Reputation intelligence will enable a WAF to enforce other business-oriented policies. For example, some enterprises want to allow users browsing access to their website from certain countries that use anonymized proxies. On the other hand, attackers frequently use automated tools behind anonymized proxies to attack web applications. A WAF with reputation intelligence can set a granular policy to block automated tools that hide behind anonymous proxies and TOR networks while allowing legitimate human traffic.
Apart from delivering feeds on cyber entities, reputation intelligence is also used to mitigate zero-day attacks. After the latest Apache Struts remote code execution vulnerability was released (CVE-2017-9805) Imperva used its reputation intelligence service to push the mitigation for it in a matter of hours to SecureSphere WAF customers providing them with zero-day protection.
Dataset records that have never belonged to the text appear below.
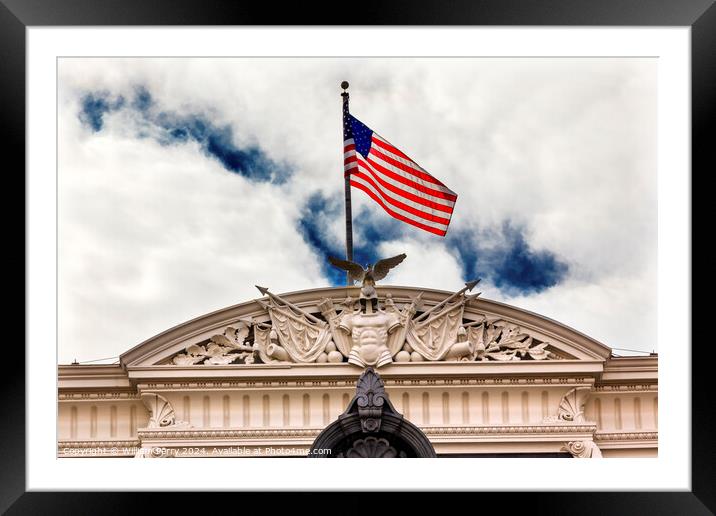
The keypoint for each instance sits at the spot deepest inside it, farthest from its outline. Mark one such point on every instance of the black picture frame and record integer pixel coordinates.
(17, 15)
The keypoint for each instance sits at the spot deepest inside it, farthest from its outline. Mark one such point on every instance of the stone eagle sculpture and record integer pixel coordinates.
(368, 275)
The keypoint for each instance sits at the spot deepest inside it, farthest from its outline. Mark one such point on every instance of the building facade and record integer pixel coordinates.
(265, 377)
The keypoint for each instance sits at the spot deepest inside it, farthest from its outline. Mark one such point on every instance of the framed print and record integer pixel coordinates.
(171, 169)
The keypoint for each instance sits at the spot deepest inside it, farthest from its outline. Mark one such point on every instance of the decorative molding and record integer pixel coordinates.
(81, 396)
(221, 349)
(98, 444)
(585, 449)
(571, 406)
(312, 432)
(161, 412)
(339, 382)
(370, 399)
(371, 447)
(652, 387)
(627, 436)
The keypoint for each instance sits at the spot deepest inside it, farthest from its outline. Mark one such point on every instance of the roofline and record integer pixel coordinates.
(310, 297)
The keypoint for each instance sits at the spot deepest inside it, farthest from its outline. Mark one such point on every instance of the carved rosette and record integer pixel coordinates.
(571, 408)
(583, 449)
(161, 412)
(371, 447)
(370, 398)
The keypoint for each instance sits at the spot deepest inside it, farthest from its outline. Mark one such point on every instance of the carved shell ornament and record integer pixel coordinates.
(365, 333)
(583, 449)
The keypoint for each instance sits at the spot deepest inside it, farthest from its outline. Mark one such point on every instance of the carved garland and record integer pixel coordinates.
(343, 333)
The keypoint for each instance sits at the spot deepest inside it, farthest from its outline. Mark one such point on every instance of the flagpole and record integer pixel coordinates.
(347, 184)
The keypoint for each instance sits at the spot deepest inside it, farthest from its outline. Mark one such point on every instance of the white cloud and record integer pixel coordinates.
(153, 235)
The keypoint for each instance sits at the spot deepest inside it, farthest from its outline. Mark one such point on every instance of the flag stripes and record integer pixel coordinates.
(399, 185)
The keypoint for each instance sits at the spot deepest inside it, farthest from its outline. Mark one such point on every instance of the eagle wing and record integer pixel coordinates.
(381, 268)
(357, 273)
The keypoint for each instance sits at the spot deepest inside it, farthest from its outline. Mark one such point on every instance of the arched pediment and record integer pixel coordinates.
(321, 326)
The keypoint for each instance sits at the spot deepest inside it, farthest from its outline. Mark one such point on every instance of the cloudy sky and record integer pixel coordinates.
(185, 182)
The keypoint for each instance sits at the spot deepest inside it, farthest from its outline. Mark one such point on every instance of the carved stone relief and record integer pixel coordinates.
(571, 407)
(367, 334)
(161, 412)
(583, 449)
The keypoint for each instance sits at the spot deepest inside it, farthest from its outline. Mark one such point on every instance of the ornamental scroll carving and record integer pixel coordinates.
(583, 449)
(367, 334)
(571, 406)
(161, 412)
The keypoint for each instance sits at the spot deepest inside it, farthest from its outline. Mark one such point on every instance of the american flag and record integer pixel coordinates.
(402, 187)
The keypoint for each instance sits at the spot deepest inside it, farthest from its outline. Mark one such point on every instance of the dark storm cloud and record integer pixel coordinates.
(506, 260)
(171, 128)
(500, 255)
(93, 107)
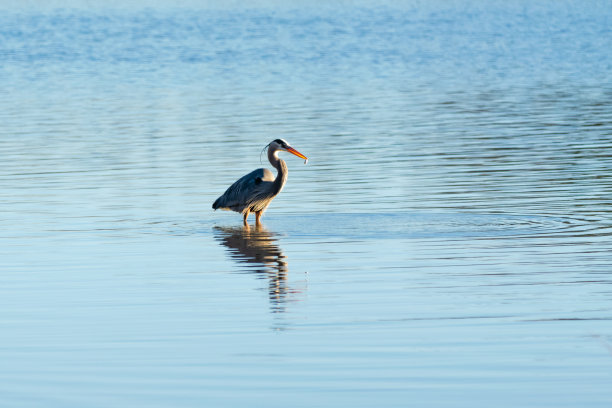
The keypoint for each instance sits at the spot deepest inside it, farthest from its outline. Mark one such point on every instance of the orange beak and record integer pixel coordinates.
(298, 154)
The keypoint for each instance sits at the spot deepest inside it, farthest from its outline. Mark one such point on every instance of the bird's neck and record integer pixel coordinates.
(281, 166)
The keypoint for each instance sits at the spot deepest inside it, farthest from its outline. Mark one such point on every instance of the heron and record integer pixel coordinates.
(255, 191)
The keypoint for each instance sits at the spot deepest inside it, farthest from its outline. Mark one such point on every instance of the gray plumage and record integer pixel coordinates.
(254, 191)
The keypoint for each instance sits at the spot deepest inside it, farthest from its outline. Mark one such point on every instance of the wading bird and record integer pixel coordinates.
(255, 191)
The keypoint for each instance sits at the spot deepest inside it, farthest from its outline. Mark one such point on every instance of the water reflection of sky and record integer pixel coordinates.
(452, 224)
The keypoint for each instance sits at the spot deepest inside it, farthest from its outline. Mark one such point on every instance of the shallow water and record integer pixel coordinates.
(447, 244)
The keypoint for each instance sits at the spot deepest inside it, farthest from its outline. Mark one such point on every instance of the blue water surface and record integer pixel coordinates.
(447, 244)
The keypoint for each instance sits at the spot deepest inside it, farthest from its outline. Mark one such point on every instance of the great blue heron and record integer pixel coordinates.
(255, 191)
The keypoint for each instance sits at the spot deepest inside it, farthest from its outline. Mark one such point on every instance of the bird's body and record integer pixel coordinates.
(254, 191)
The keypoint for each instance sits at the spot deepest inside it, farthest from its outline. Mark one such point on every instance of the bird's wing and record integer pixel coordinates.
(239, 194)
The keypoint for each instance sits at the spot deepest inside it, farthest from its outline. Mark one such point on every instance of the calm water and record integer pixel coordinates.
(447, 245)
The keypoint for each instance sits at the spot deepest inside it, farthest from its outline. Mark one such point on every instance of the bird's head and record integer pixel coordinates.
(282, 145)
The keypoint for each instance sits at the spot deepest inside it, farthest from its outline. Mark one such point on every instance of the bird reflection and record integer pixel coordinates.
(257, 247)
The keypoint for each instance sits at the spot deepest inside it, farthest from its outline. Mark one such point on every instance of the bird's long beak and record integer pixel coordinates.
(298, 154)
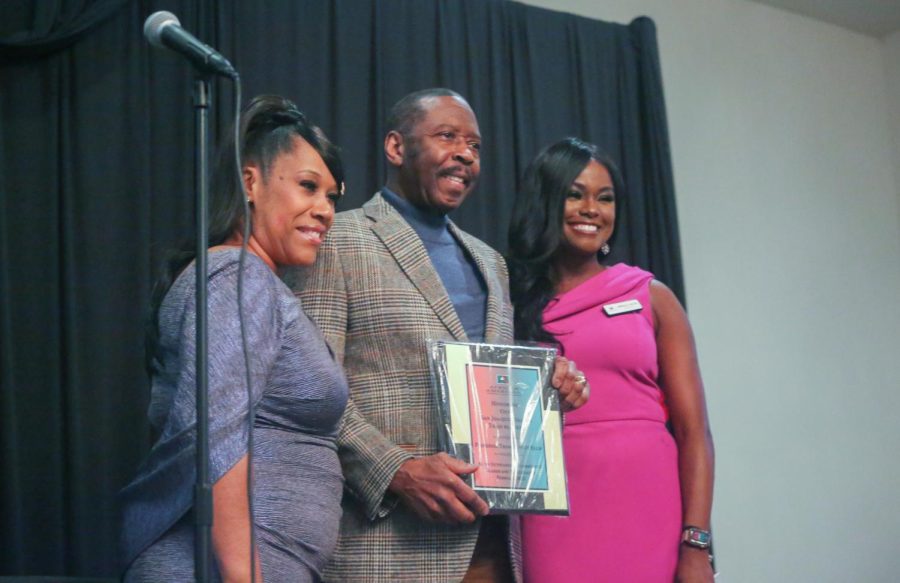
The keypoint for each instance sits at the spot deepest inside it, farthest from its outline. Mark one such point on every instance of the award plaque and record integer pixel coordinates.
(499, 411)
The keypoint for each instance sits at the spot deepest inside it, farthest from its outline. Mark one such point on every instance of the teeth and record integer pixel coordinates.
(312, 234)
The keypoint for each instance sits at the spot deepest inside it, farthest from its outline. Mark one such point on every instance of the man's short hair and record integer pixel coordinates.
(409, 111)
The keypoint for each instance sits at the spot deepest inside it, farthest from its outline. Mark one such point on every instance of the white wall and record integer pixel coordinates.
(790, 223)
(892, 66)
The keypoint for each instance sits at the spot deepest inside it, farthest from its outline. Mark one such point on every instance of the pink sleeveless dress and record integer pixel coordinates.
(622, 463)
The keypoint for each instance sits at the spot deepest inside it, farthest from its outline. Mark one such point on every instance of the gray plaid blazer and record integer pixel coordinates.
(377, 298)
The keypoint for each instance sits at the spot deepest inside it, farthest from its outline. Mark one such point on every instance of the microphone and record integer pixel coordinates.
(163, 29)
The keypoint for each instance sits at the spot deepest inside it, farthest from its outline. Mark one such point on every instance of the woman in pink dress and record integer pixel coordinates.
(640, 495)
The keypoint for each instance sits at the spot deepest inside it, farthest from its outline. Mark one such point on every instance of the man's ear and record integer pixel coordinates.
(393, 148)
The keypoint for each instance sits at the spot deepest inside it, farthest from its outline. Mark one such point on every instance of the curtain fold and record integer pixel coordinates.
(52, 26)
(96, 179)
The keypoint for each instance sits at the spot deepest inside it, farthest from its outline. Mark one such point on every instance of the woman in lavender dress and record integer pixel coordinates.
(292, 177)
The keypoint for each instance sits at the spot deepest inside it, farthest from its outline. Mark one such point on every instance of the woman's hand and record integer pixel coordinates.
(693, 566)
(571, 383)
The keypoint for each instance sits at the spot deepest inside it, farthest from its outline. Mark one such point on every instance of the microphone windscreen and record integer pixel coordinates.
(155, 24)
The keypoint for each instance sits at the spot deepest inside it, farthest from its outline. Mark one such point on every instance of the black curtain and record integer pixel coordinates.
(96, 178)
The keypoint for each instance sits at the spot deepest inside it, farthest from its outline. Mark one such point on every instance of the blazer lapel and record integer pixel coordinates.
(494, 292)
(410, 254)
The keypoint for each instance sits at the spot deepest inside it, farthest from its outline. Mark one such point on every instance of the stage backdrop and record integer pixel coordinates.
(96, 138)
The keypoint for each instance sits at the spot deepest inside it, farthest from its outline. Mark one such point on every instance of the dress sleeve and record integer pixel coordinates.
(228, 391)
(163, 491)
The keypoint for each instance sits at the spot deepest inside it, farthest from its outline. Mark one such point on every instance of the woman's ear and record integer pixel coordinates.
(252, 179)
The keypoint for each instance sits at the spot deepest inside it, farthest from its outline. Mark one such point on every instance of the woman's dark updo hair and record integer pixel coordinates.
(269, 126)
(535, 230)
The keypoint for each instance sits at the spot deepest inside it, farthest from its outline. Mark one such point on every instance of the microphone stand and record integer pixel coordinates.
(203, 488)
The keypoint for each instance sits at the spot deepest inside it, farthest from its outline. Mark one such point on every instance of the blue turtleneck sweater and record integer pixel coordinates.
(456, 268)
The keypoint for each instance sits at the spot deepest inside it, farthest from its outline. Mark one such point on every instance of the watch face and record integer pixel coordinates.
(696, 537)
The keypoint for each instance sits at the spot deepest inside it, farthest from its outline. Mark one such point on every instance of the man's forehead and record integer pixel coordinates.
(446, 109)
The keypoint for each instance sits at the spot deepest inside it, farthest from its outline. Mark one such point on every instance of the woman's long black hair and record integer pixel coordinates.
(269, 125)
(535, 230)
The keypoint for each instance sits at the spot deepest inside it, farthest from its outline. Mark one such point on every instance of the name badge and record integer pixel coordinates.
(622, 307)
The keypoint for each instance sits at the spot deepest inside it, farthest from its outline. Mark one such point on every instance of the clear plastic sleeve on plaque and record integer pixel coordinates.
(499, 411)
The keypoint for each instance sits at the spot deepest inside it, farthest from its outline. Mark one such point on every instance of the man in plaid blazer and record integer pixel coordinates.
(378, 291)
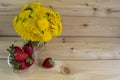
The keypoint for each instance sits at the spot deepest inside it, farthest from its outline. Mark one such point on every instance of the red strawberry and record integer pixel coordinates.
(21, 56)
(48, 63)
(22, 65)
(29, 63)
(17, 49)
(28, 48)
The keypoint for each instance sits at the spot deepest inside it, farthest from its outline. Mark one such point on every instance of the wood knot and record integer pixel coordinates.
(65, 70)
(4, 4)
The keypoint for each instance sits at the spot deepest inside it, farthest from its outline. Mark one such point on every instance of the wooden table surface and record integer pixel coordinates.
(88, 49)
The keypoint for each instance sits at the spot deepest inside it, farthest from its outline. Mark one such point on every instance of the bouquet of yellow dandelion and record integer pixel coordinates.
(35, 22)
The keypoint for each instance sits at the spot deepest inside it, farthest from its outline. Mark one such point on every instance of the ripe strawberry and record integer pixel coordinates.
(22, 65)
(29, 63)
(21, 56)
(48, 63)
(17, 49)
(28, 48)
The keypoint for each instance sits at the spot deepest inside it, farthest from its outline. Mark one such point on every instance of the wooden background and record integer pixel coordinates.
(88, 49)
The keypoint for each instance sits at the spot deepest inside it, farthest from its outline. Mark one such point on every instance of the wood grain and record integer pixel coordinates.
(74, 26)
(102, 8)
(67, 70)
(74, 48)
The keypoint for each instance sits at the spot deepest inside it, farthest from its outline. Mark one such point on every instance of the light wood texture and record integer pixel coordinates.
(74, 26)
(88, 49)
(66, 70)
(71, 48)
(103, 8)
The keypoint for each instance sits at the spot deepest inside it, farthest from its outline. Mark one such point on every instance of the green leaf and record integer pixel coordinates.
(33, 55)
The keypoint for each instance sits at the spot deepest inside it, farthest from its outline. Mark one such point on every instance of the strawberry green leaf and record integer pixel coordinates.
(33, 56)
(52, 62)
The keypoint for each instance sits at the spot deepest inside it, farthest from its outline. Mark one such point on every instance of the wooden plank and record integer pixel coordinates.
(103, 8)
(74, 26)
(66, 70)
(75, 48)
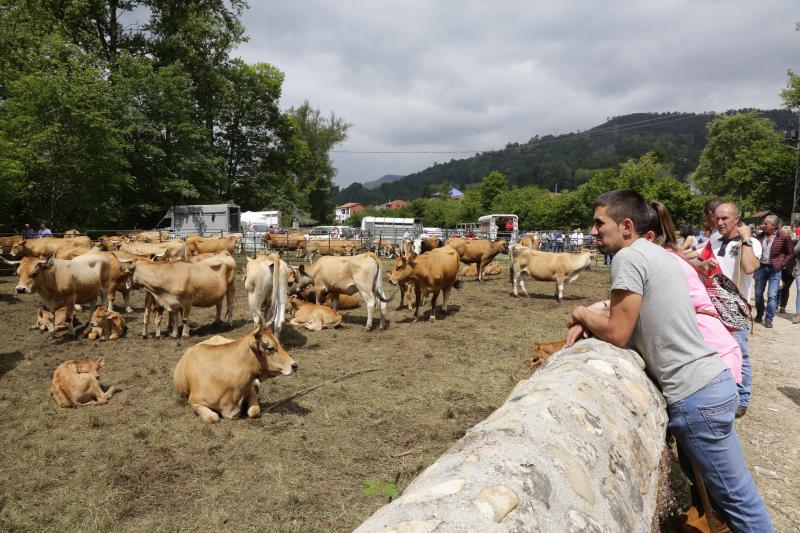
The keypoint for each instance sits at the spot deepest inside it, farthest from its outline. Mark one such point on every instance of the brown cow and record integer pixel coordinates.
(105, 325)
(433, 272)
(492, 269)
(53, 247)
(546, 266)
(75, 383)
(64, 282)
(313, 316)
(478, 251)
(58, 322)
(219, 375)
(347, 275)
(178, 286)
(203, 245)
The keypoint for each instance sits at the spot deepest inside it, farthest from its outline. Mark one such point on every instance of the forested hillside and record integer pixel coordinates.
(568, 160)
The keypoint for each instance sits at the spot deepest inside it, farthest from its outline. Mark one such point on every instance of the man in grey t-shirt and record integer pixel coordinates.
(650, 306)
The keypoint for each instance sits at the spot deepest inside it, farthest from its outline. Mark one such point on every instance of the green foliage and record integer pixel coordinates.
(380, 488)
(746, 159)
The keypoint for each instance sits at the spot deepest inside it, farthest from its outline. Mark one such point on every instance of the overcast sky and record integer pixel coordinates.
(424, 76)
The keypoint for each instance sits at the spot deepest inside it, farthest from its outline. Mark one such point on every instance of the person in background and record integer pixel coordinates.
(736, 254)
(44, 231)
(651, 309)
(777, 252)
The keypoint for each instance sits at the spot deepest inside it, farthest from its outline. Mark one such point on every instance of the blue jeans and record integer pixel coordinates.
(703, 425)
(746, 386)
(767, 276)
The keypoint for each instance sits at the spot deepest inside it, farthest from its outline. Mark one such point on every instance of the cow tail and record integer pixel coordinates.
(377, 286)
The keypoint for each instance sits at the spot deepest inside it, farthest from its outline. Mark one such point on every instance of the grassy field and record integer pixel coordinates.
(144, 462)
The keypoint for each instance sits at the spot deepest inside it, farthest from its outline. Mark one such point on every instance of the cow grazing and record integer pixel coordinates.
(218, 375)
(480, 252)
(432, 272)
(313, 316)
(52, 247)
(546, 266)
(543, 350)
(105, 325)
(267, 286)
(179, 286)
(75, 384)
(492, 269)
(57, 323)
(166, 250)
(347, 275)
(63, 283)
(214, 245)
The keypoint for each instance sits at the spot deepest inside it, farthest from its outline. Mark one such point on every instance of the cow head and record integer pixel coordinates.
(29, 269)
(272, 358)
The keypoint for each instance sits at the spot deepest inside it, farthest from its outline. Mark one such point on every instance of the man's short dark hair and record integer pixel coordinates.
(626, 203)
(712, 205)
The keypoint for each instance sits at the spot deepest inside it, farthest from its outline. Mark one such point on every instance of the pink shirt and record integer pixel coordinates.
(712, 329)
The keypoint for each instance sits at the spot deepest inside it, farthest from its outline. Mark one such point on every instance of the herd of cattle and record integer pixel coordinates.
(221, 376)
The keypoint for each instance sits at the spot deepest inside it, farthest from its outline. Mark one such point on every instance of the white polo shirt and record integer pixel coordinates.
(729, 263)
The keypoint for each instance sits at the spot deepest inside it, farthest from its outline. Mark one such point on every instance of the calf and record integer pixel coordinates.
(105, 325)
(546, 266)
(75, 384)
(347, 275)
(218, 375)
(313, 316)
(480, 252)
(432, 272)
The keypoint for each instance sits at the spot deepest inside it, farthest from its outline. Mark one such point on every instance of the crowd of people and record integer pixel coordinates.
(660, 305)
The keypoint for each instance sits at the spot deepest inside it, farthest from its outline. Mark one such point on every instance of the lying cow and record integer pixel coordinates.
(57, 323)
(312, 316)
(266, 286)
(63, 283)
(52, 247)
(75, 383)
(347, 275)
(105, 325)
(214, 245)
(218, 375)
(179, 286)
(480, 252)
(492, 269)
(546, 266)
(432, 272)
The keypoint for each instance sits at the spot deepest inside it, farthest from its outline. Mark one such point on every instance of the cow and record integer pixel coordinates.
(52, 246)
(313, 316)
(492, 269)
(201, 245)
(331, 247)
(75, 383)
(433, 272)
(344, 302)
(166, 250)
(267, 286)
(543, 350)
(58, 322)
(64, 283)
(481, 252)
(546, 266)
(334, 275)
(220, 374)
(105, 325)
(178, 286)
(7, 243)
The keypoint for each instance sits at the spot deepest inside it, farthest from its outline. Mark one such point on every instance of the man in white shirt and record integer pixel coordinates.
(737, 254)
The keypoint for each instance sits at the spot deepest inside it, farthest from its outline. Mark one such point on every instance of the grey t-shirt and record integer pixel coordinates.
(666, 332)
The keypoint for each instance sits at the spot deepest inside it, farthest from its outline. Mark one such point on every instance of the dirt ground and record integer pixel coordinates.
(145, 462)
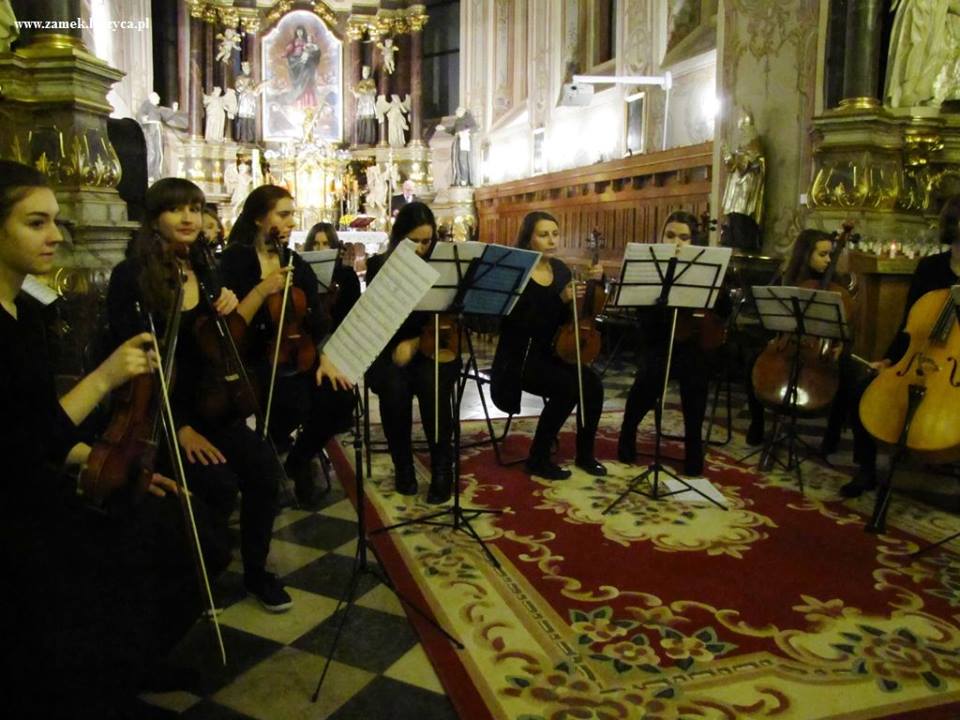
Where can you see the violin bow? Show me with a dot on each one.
(170, 428)
(276, 347)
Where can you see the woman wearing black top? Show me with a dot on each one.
(690, 365)
(94, 598)
(935, 272)
(525, 358)
(223, 454)
(401, 372)
(809, 260)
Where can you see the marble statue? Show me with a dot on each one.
(248, 98)
(218, 107)
(8, 26)
(366, 93)
(388, 50)
(924, 57)
(395, 112)
(742, 201)
(460, 126)
(229, 44)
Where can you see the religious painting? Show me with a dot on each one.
(634, 124)
(302, 63)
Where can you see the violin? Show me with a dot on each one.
(449, 339)
(226, 391)
(819, 376)
(582, 327)
(288, 311)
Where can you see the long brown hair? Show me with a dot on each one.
(149, 251)
(798, 267)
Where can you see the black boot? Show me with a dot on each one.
(406, 479)
(441, 483)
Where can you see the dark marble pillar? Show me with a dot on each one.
(60, 11)
(861, 65)
(195, 105)
(416, 79)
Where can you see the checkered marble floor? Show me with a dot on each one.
(380, 671)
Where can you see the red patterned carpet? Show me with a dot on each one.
(779, 607)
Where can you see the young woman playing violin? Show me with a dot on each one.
(809, 261)
(690, 365)
(935, 272)
(255, 265)
(222, 453)
(526, 360)
(402, 371)
(94, 597)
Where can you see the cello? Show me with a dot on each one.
(819, 375)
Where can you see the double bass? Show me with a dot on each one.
(819, 374)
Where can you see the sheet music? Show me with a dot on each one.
(823, 312)
(38, 290)
(697, 279)
(444, 259)
(501, 275)
(378, 314)
(322, 263)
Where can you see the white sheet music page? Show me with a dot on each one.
(378, 314)
(322, 263)
(444, 259)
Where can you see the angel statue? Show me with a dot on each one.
(229, 44)
(388, 50)
(394, 111)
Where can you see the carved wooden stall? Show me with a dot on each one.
(626, 200)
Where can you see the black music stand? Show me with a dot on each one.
(666, 277)
(488, 283)
(360, 564)
(803, 313)
(878, 521)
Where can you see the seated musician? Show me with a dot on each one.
(402, 371)
(222, 453)
(691, 364)
(95, 597)
(253, 266)
(525, 359)
(808, 261)
(935, 272)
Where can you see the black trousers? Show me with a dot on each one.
(556, 382)
(396, 387)
(94, 600)
(320, 413)
(691, 366)
(251, 469)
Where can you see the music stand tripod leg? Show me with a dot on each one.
(360, 564)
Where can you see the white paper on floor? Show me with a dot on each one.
(684, 494)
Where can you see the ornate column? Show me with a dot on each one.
(195, 100)
(861, 62)
(417, 21)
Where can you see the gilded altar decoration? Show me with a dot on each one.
(301, 60)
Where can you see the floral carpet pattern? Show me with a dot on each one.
(779, 606)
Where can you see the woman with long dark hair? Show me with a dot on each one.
(223, 455)
(690, 364)
(401, 372)
(96, 596)
(254, 265)
(525, 358)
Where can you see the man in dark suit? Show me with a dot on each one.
(398, 201)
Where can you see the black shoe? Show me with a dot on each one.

Measuring the Quality of Reputation Intelligence
Various vendors offer reputation intelligence services, so how do you know which one is best? Great question, difficult answer. If there are a lot of false positives that’s an obvious indicator that the reputation intelligence service feed is not high quality and you don’t want to use it. But there are several parameters to consider. Here’s what to look for:
- Size of feed – The number of entries in the feed will vary by the content—from a few hundred to a few thousand—but they should represent the real-world landscape of good and bad cyber entities that extend beyond IP addresses to include phishing sites, TOR networks, and proxies. For example, you might expect a feed of dedicated phishing sites to contain a few dozen active sites, malicious SQL injection IPs to contain a few hundred, and IP comment spam as much as 50,000 IPs.
- False-positive and true-positive rates – This reflects the accuracy of the feed. Lower false-positive rates and higher true-positives rates indicate better feed quality.
- Geographic diversity – In cases where a company’s business is open to the entire world, you will want reputation feeds that cover all parts of the world and aren’t limited to a specific geo-location, such as US traffic only.
- Reputation intelligence updates – Most malicious entities are constantly changing. IPs on the world wide web are dynamically allocated to users. For example, the majority of phishing sites remain active for only four to eight hours. Therefore, the frequency in which the feeds are updated is important.
You need to be sure that a vendor’s coverage of the web is wide enough. Vendors that see many gigabits of traffic per day across different regions around the world will have more visibility to provide more accurate coverage. This will dramatically increase the size of the feed and the true positive rate, reduce the number of false positives and provide higher diversity of resources.
You Have Reputation Intelligence, Now What?
Once you have reputation intelligence delivered via automated feed to your WAF you can take the following actions:
- Block threats – With high quality reputation intelligence feeds you will see a low-to-zero false-positive rate and can begin using WAF in blocking mode.
- Perform forensics – Gather reputation based traffic in your estate and use it to correlate with other security devices for forensics and incident response.
- Build compound policies – Use the reputation intelligence feeds to create more robust security policies. For example, IP comment spam resource feeds can be combined with the behavior characteristics of publishing a comment on a web site (such as POST HTTP method and a parameter with a URL).
In summary, reputation intelligence improves your application security posture, reduces false positives, increases accuracy and mitigates zero day threats.